When U.S. Representative Rashida Tlaib recently said that she is proud that Palestinians created a safe haven for Jews fleeing the Holocaust, she is presenting talking points from the same playbook that European anti-Israel activists have peddled for a long time. The book includes a picture with each section that is devastating to the Palestinian narrative, such as a picture showing the 1943 meeting of the first Palestinian leader Al-Husseini with the leader of the SS, Heinrich Himmler יִמַּח שְׁמוֹ. Maybe of less historical significance, but just as poignant, is a recent picture of a car transporter loaded with BMWs heading into independent Palestinian Gaza.

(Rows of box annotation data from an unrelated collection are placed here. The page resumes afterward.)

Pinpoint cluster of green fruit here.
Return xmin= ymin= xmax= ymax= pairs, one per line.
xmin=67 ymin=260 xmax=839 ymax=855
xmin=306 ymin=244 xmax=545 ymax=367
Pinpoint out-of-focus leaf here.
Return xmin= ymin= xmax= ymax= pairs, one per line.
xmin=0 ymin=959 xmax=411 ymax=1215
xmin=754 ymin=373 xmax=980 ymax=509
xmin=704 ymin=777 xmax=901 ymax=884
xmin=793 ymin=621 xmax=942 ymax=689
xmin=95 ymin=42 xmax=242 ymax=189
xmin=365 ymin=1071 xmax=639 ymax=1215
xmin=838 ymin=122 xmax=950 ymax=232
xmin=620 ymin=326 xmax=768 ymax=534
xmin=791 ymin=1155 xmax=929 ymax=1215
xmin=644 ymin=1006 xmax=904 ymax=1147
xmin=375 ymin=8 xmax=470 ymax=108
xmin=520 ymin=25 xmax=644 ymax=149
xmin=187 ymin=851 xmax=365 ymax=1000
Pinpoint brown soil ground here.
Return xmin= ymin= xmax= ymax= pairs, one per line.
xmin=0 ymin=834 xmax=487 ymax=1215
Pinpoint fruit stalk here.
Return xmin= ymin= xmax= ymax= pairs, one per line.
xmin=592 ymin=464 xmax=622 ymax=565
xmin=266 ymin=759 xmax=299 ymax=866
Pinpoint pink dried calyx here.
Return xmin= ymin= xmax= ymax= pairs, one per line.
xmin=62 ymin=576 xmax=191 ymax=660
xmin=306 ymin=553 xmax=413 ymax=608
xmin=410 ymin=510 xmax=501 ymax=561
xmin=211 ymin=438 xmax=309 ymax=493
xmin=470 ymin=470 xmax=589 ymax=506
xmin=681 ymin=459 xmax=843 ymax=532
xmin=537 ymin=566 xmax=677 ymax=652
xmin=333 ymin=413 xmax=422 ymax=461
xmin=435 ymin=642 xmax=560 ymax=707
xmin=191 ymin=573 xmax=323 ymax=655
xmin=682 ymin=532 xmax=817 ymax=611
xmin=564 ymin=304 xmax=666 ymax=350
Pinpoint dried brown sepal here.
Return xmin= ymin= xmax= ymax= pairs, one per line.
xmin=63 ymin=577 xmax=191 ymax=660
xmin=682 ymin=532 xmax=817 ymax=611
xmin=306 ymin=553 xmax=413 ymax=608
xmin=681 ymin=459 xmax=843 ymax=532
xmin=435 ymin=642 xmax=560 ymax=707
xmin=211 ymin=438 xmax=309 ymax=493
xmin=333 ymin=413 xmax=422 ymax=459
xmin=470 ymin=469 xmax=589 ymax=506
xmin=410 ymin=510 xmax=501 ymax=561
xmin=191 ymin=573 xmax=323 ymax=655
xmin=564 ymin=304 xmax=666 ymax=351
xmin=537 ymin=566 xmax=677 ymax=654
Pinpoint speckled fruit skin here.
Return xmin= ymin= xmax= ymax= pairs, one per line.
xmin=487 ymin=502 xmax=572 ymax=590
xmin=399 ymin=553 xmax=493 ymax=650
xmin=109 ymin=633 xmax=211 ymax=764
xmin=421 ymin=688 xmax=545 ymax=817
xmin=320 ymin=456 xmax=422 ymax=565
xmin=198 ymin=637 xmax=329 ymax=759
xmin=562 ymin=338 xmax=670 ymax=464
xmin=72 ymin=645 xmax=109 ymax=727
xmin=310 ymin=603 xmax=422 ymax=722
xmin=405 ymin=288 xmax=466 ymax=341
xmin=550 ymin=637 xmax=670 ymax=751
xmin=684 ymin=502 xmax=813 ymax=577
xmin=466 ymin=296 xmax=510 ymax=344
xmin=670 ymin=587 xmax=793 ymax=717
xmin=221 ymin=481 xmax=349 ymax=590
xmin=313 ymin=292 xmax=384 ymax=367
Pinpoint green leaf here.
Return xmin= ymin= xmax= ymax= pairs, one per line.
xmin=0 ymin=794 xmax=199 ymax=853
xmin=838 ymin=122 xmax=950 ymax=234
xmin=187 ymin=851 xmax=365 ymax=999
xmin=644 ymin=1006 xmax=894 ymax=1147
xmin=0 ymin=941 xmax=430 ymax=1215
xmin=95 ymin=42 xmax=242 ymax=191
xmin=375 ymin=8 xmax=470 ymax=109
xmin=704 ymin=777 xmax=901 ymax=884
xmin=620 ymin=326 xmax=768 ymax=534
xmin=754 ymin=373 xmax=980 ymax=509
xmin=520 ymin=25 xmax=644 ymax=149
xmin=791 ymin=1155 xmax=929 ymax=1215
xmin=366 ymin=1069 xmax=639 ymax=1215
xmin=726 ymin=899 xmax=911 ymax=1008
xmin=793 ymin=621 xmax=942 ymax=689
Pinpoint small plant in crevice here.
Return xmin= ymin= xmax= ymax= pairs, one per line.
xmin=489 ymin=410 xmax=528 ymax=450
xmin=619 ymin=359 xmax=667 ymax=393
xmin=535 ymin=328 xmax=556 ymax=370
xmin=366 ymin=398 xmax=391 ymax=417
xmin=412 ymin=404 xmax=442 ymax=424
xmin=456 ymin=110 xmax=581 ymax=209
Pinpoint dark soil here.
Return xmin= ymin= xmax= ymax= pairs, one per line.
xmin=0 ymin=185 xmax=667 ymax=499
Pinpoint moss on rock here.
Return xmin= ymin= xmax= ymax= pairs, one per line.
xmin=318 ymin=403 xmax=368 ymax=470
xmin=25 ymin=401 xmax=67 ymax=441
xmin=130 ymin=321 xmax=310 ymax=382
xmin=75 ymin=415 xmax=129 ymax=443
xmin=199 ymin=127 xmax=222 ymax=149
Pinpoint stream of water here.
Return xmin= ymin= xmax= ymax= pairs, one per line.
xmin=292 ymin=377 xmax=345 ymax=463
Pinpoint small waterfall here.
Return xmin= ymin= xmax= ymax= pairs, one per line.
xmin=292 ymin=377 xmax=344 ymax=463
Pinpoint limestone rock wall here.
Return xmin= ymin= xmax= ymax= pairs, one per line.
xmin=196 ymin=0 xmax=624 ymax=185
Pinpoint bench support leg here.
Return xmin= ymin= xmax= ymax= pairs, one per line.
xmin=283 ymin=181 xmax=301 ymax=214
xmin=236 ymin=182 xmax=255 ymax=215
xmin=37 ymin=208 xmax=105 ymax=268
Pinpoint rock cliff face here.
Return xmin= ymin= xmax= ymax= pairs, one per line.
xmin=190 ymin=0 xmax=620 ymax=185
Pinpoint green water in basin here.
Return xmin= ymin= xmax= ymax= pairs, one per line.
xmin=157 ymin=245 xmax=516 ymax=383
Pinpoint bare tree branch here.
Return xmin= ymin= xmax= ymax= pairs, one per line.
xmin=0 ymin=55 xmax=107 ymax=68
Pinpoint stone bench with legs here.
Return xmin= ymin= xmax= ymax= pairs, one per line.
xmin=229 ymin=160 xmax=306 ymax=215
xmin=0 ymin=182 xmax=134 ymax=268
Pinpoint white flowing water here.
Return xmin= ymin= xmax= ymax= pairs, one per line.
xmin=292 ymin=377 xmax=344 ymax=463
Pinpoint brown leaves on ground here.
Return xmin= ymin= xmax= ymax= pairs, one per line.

Another such response is to an invited op-ed by a prominent history professor alleging that the state of Israel routinely executes gay men. The effect of these lies is two-pronged: First, they provide ammunition for delegitimizing Israel. Secondl, they undermine human-right actions against states with the death penalty for gays, such as Somalia, Iran and Gaza. The current U.S. Congress has a member born in Somalia, Ilhan Omar, who does not criticize her former home country for the persecution of gays, but has plenty of criticism for Israel and its local U.S. supporters.

“150 Palestinian Tales” may provide a preview of coming attractions from a global propaganda machine, coming soon to a campaign in your district.

Michael van Bemmelen holds a PhD in economics from Columbia University, and an MA from Erasmus University Rotterdam. He works as a consultant in Teaneck, New Jersey.